気の抜けたというか、すごく自然で穏やかな顔というか。作り笑顔なんかじゃない、本当に幸せそうな顔。
でも、それは安室さんだけじゃない。初めて出会った頃のような、少し寂しそうでどこか不安定な表情をするミナさんはもういない。他人との距離を測り一線を引いて、寂しそうに笑う彼女はもうどこにもいないのだ。
それを私は嬉しく思う。だって、それは彼女が私達や、何より安室さんに心を許している証拠だと思うから。ふらっとどこかへ行ってしまうような危うさを持っていると思っていたけど、今のミナさんはこの地で、この街で生きていこうとしているのがわかる。
応援したいと思うし、そんなミナさんと一緒に私もこの街で過ごしていきたいと思う。

「…さーてと、せっかくこんなところまで来たし、フードコートで何か食べて帰ろっか」
「あ、いいな。ボクちょっとお腹空いたなって思ってたんだ」
「行こ行こー!」

ショッピングモールの奥へと足を向ける園子と世良ちゃんの背中を見て小さく苦笑すると、私は何とは無しに安室さんとミナさんがいた服屋の方を振り返る。二人は丁度お店から出てきて、このまま帰るのか私達とは逆方向に足を向けるところだった。
ショッピングバッグを手に持つ二人はすごく楽しそう。デートいいなぁなんて思っていたら、不意に安室さんがこちらを振り返った。ばち、と目が合って思わず「あ、」なんて呟いてしまう。
やばい。偶然を装って頭だけ軽く下げる?どうしようどうしようと考えていたら、安室さんは笑み浮かべて口元に人差し指を添えると片目を瞑って見せた。
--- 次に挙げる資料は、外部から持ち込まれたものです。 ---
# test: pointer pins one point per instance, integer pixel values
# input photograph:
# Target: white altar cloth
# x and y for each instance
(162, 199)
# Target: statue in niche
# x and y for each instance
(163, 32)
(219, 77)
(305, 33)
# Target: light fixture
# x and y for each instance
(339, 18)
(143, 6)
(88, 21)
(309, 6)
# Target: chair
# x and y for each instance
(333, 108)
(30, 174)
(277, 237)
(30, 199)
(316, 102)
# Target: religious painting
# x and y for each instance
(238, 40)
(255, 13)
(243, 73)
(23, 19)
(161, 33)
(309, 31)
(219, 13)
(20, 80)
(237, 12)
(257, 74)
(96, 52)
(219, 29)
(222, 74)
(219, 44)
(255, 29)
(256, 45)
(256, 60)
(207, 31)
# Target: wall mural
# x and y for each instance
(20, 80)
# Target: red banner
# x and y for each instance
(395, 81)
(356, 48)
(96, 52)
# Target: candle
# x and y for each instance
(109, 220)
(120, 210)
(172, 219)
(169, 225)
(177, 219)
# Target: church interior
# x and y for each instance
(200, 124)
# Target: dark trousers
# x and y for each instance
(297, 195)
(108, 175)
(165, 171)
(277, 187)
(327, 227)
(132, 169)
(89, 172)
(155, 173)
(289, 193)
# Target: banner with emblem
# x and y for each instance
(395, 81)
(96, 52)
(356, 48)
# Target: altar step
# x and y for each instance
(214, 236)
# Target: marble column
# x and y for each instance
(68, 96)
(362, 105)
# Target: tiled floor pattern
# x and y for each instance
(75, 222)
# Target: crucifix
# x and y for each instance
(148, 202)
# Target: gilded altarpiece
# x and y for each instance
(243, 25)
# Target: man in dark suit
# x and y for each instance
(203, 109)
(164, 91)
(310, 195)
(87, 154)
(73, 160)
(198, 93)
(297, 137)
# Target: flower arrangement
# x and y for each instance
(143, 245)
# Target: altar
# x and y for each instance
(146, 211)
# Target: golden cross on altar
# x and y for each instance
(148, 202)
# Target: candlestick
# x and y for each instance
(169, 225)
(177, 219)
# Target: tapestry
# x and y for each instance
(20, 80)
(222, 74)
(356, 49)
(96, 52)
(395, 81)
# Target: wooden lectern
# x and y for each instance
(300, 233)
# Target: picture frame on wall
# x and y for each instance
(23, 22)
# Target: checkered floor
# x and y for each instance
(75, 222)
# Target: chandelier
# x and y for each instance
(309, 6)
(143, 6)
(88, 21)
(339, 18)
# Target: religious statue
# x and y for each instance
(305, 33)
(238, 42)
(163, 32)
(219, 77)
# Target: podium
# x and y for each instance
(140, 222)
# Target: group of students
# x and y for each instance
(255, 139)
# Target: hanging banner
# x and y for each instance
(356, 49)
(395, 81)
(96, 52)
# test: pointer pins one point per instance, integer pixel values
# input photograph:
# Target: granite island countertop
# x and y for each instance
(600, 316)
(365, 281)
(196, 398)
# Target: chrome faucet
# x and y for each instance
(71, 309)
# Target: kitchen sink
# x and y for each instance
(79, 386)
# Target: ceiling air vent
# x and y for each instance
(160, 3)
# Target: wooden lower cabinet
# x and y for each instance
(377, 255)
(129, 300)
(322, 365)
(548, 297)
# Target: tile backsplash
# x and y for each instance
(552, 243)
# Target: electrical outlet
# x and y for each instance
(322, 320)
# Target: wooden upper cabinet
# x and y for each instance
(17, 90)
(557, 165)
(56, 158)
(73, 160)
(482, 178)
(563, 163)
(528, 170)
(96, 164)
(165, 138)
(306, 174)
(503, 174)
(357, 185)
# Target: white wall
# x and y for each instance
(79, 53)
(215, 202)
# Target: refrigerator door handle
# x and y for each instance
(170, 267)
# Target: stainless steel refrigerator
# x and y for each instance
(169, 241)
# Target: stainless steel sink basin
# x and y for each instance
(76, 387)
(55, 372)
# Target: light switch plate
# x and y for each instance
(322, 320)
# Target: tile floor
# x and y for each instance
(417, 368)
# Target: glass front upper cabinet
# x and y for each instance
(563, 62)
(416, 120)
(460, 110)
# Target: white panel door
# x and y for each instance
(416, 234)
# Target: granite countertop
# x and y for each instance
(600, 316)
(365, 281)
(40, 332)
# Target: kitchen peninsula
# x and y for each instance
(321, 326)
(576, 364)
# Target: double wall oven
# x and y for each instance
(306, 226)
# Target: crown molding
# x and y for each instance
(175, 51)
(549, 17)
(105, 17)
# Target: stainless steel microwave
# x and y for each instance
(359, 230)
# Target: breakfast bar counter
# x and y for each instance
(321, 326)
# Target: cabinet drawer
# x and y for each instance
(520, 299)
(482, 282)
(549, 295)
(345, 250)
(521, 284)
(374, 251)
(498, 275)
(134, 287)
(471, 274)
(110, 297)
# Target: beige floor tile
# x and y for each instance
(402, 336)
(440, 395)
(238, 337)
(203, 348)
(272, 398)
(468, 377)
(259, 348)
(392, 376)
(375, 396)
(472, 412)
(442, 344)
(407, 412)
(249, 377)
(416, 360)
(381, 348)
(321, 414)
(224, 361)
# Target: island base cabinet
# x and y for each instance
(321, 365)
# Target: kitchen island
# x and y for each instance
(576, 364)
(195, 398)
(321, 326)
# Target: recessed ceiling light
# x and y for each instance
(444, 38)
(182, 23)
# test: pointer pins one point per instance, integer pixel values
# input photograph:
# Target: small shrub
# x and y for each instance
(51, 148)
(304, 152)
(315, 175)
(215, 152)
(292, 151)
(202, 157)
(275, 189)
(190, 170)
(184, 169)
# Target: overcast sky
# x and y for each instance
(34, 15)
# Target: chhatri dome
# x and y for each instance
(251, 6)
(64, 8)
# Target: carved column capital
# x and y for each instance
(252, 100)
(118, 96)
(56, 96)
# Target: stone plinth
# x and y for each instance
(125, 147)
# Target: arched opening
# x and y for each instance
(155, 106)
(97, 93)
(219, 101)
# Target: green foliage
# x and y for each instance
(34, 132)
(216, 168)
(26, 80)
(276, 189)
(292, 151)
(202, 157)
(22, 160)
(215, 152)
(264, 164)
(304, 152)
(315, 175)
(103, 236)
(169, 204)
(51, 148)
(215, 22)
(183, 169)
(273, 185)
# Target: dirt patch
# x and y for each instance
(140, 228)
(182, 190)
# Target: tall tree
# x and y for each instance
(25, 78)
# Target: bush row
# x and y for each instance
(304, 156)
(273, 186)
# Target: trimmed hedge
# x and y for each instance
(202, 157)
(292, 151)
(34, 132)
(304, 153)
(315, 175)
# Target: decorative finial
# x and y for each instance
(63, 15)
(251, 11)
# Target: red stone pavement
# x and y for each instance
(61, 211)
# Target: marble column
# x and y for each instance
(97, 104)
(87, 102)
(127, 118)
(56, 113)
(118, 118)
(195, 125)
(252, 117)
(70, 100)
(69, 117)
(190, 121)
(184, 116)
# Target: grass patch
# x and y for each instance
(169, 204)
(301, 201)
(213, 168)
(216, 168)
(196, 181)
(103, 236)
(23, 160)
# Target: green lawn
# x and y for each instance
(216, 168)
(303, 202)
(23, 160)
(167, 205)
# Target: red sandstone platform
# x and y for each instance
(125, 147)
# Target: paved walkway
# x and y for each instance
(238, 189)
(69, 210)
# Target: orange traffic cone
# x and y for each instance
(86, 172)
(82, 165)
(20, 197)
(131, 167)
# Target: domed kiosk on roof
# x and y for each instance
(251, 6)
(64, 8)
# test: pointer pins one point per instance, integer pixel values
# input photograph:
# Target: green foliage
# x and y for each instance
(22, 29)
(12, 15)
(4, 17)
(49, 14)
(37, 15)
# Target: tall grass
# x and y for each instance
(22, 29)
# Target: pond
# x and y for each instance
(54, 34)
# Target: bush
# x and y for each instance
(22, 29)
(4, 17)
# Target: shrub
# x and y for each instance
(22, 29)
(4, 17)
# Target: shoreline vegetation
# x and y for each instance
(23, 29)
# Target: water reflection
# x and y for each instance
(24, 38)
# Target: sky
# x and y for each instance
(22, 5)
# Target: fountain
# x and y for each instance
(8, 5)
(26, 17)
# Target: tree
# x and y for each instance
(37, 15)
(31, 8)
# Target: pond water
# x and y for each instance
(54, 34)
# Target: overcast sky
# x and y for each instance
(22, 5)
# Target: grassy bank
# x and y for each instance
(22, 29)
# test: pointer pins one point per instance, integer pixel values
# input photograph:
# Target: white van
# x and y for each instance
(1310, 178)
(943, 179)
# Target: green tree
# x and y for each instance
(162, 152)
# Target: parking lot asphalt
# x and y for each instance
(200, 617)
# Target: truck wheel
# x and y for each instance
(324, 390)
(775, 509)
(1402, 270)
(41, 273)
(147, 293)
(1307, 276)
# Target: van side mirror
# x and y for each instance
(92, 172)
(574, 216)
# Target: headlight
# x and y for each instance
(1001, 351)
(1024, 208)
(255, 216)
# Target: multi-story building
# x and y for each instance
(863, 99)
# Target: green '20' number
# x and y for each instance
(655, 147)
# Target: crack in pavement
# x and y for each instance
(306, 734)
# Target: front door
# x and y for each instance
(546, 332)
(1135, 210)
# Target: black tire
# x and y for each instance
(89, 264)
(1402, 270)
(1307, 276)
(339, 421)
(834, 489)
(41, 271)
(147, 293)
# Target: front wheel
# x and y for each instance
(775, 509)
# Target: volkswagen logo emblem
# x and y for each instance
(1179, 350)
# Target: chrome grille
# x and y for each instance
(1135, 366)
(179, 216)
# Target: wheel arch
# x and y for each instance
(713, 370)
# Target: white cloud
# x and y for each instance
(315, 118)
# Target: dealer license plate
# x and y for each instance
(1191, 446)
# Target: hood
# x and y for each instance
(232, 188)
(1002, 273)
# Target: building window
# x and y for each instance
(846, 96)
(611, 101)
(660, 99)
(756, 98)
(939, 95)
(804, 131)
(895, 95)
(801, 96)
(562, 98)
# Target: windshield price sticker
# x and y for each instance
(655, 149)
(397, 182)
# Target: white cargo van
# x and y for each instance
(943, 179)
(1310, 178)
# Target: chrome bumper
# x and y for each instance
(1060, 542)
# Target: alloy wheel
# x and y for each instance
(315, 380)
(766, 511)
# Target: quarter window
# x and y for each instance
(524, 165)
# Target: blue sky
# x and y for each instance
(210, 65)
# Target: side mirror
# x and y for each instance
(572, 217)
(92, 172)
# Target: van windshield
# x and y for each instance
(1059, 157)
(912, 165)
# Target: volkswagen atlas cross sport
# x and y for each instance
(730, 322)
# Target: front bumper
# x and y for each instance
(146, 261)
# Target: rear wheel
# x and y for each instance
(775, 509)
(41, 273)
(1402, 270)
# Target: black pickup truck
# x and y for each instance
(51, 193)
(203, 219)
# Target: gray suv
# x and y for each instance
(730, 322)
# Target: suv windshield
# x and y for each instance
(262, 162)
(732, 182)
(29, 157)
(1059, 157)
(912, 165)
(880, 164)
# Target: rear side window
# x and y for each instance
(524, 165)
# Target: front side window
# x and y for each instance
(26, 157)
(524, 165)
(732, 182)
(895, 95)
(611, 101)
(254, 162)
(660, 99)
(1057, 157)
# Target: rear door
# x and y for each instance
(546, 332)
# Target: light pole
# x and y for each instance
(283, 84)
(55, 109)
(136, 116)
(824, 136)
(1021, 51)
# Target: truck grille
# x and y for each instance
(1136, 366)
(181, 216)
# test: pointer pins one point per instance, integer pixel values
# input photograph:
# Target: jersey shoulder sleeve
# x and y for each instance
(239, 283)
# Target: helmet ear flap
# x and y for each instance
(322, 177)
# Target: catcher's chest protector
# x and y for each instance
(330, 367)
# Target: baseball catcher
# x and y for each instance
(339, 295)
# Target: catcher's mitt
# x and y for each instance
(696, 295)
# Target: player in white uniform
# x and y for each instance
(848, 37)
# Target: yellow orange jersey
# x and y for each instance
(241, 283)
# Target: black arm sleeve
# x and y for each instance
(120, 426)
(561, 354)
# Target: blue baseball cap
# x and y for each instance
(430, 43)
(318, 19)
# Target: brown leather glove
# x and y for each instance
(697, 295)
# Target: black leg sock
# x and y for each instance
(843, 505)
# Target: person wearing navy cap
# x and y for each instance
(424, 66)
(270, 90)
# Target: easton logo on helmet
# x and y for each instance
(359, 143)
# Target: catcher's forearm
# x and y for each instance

ミナさんは私に気付いていないみたい。

「…あー…」

これは。あの安室さんの様子からして、多分私達の尾行はバレてたんだろう。素直にごめんなさいの気持ちを込めて頭を下げると、安室さんは小さく笑いながらひらひらと手を振ってくれた。
不思議そうに顔を上げて安室さんを見るミナさんと、そんなミナさんに「なんでもない」と答える安室さん。声は聞こえなかったけど、口の動きでなんとなくそう言ってるんだろうなと思った。
尾行はバレてたみたいだけど、怒ったりはしてないみたいでほっと胸を撫で下ろす。安室さんなら私達を撒くこともきっと簡単だっただろうし、そうしなかったってことはある程度許してくれてたってことなのかな。
控えめに、でも仲良く手を繋いでショッピングモールから出て行く二人の背中を見送る。きっと皆が羨むような恋人の姿なんじゃないかな。少なくとも、私にとっては理想かも、なんて思う。

「らーん!何してんのよ」
「置いていっちゃうぞ」

園子と世良ちゃんの声に振り向いた。二人とも少し進んだところで待ってくれている。
なんだか気が抜けたら私もお腹が空いてきちゃった。タピオカミルクティーでも飲んで帰ろうと思いながら、私は園子と世良ちゃんの方に足を向けた。